Description
Partsongs for Mixed Voices & Pianoforte
Cantata
1 The Storm (SATB)
Der Sturm
Four Vocal Trios:
2 Memento Mori (STB)
Betrachtung des Todes
3 To a Cousin (SAT)
An den Vetter
4 Daphne’s only fault (TTB)
Daphnens einziger Fehler
5 To Women (TTB)
An die Frauen
Three Catches and a Glee:
6 Catch 1 (STB)
Know then this truth
7 Catch 2 (SATB)
O ever beauteous
8 Catch 3 (STB)
Farewell my Flocks
9 Glee (SATB)
Hail to the Myrtle-shade
In 1796 Haydn began a series of vocal pieces which later became known as Mehrstimmige Gesänge. There are nine quartets and four terzets in the set, all of which have now been provided with English translations for the first time by me. Haydn’s autograph specified an accompaniment on the Cembalo, which by 1796 had become a generic term for a keyboard instrument. The German texts were selected by the composer from a collection of poems entitled Lyrische Blumenlese, which had been collected by C.W. Ramler (1725 – 98), a slightly older contemporary of Haydn’s.
It was perhaps Haydn’s intention at the beginning to rely exclusively on Ramler’s Blumenlese, but in the course of composing the songs he turned to other sources as well, including the publication Sammlung der vorzüglichsten Werke deutscher Dichter und Prosaister, and Christian Fürchtegott Gellert’s Geistliche Oden und Lieder. These volumes presented him with the mixture of light-hearted and serious texts that he sought – some quite satirical and yet others quite fervently religious.
Haydn referred to these 13 songs as being finished, but not yet performed, in a letter to the German lexicographer E.L. Gerber in 1799. He had intended to make a collection of 20 songs, as is learnt from G.A. Griesinger’s correspondence with the publisher Breitkopf & Härtel in 1801: “he has completed 13, which he showed to me. But now the work goes slowly and he wants for texts because, as he assured me, most poets do not write in a musical way”. Griesinger also assured the Leipzig publishers that “the songs were written only con amore in happy hours, not to order”. The completed 13 were eventually published in 1803.

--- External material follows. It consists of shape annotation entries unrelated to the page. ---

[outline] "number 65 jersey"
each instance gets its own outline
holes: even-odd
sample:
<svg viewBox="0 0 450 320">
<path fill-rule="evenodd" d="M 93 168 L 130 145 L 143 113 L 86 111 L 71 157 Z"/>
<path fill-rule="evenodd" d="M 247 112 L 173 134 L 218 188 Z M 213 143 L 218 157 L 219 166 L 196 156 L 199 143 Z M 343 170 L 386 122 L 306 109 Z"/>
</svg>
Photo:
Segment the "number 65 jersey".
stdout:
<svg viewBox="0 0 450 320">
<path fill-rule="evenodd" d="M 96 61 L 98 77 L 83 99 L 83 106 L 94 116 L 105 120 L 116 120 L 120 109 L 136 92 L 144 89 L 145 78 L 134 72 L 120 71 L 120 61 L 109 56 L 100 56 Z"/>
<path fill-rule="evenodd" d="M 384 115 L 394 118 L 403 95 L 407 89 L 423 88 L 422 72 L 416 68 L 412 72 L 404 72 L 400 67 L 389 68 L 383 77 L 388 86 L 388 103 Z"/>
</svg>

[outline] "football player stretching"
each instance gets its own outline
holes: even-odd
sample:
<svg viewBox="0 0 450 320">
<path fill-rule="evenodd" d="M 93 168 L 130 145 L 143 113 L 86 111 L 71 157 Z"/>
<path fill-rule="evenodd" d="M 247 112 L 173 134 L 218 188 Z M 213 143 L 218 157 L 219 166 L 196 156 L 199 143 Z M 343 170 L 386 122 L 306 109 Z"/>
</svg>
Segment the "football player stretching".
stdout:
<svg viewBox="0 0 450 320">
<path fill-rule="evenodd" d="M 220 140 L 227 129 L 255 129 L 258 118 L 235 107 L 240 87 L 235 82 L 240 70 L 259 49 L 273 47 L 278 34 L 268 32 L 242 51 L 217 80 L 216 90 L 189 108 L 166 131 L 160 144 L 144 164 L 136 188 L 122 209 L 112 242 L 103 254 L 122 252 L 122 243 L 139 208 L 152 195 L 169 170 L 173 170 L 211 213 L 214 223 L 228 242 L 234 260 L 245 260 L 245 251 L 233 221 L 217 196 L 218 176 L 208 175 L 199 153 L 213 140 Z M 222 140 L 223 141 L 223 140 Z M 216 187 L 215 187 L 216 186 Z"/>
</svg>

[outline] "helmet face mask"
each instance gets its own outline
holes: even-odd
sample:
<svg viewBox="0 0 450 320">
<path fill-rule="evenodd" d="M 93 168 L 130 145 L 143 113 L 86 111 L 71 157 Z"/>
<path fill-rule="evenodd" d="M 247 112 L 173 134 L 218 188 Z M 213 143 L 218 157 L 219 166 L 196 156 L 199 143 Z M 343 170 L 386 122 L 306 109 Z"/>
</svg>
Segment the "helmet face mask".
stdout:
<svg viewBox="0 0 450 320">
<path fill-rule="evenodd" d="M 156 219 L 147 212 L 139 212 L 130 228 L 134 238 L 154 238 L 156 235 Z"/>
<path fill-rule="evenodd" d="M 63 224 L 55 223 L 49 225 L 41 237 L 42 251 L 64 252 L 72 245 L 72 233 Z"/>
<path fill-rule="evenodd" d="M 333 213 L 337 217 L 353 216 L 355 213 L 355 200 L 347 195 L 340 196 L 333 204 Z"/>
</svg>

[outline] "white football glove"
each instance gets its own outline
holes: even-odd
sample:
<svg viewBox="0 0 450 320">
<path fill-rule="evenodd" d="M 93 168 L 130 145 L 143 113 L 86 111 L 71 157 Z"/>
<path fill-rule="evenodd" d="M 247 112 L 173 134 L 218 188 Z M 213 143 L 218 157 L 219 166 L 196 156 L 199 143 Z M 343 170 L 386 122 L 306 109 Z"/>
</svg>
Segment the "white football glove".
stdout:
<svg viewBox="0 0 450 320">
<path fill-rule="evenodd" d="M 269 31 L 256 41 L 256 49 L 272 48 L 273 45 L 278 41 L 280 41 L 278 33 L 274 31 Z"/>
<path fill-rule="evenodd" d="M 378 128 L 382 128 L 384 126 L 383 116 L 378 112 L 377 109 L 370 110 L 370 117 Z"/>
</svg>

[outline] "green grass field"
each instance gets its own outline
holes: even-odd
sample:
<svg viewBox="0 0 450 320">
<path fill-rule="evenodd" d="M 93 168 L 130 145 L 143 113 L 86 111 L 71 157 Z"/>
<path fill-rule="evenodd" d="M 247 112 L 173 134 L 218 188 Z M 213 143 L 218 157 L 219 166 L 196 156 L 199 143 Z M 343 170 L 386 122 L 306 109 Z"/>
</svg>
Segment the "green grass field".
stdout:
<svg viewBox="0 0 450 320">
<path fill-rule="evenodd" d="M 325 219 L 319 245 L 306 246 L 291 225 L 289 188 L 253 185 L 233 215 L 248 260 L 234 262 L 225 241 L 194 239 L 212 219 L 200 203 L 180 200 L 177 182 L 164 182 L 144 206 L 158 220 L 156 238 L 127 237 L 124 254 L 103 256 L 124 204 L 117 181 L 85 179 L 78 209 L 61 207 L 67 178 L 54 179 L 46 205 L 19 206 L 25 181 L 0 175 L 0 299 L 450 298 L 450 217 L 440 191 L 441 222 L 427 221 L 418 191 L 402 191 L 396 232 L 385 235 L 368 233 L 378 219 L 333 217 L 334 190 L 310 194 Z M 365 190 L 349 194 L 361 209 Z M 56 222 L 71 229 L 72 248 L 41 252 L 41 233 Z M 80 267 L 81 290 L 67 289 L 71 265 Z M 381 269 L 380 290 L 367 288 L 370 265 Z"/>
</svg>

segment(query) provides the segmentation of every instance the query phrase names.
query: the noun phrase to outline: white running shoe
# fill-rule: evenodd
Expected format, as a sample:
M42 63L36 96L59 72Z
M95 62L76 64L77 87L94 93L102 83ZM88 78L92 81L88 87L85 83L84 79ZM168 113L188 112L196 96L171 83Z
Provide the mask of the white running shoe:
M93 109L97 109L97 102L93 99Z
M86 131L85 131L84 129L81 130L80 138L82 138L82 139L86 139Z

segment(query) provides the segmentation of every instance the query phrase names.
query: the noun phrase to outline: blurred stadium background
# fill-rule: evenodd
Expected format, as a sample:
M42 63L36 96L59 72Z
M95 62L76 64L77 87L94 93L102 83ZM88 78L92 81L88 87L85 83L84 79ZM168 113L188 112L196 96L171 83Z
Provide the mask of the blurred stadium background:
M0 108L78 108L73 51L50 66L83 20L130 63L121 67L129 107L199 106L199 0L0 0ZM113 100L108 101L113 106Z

We may owe the existence of these part songs to Haydn’s two sojourns in England, and view them as his response to the English catches, glees, etc., which he heard during his stay here in the 1790s. The performance and composition of such trifles interested the composer highly, and he collaborated with the Earl of Abingdon on the composition of “Twelve Sentimental Catches and Glees” during his stay at the nobleman’s estate. These small English vocal forms, which ranged in tone from comic, to pastoral, to quasi-religious, may have suggested that he should try and produce their German equivalents.
The first that the musical world knew about these pieces was when they were reviewed in the Allgemeine Musikalische Zeitung in 1803:
“Through this pleasant and artistic collection a present lacuna is most richly and thankfully filled; and at the same time, there appears a new genre in the suite of our excellent master which deserves the greatest attention.
The collection itself consists of comic, serious and religious songs, which are not only beautifully and intelligently composed but are also especially satisfactory exercises for smaller singing groups…. If only the noble Haydn would deign to present the world with more examples of this kind, in particular on religious, Latin or German Bible texts!”
A further choral work which Haydn produced during his stay in London was the cantata for 4 voices “The Storm”. This setting of an English text by John Wolcot (pseudonym: Peter Pindar) was first performed at London’s Hanover Square Rooms on 24th February 1792, and was well-received, with one reviewer praising Haydn’s felicitous setting of the English poem.
I am indebted to H.C. Robbins Landon’s excellent research, (particularly in Haydn: Chronicle and Works London 1977) and his generous support for my desire to present Haydn’s works in effective new English translations, for the completion of these new editions.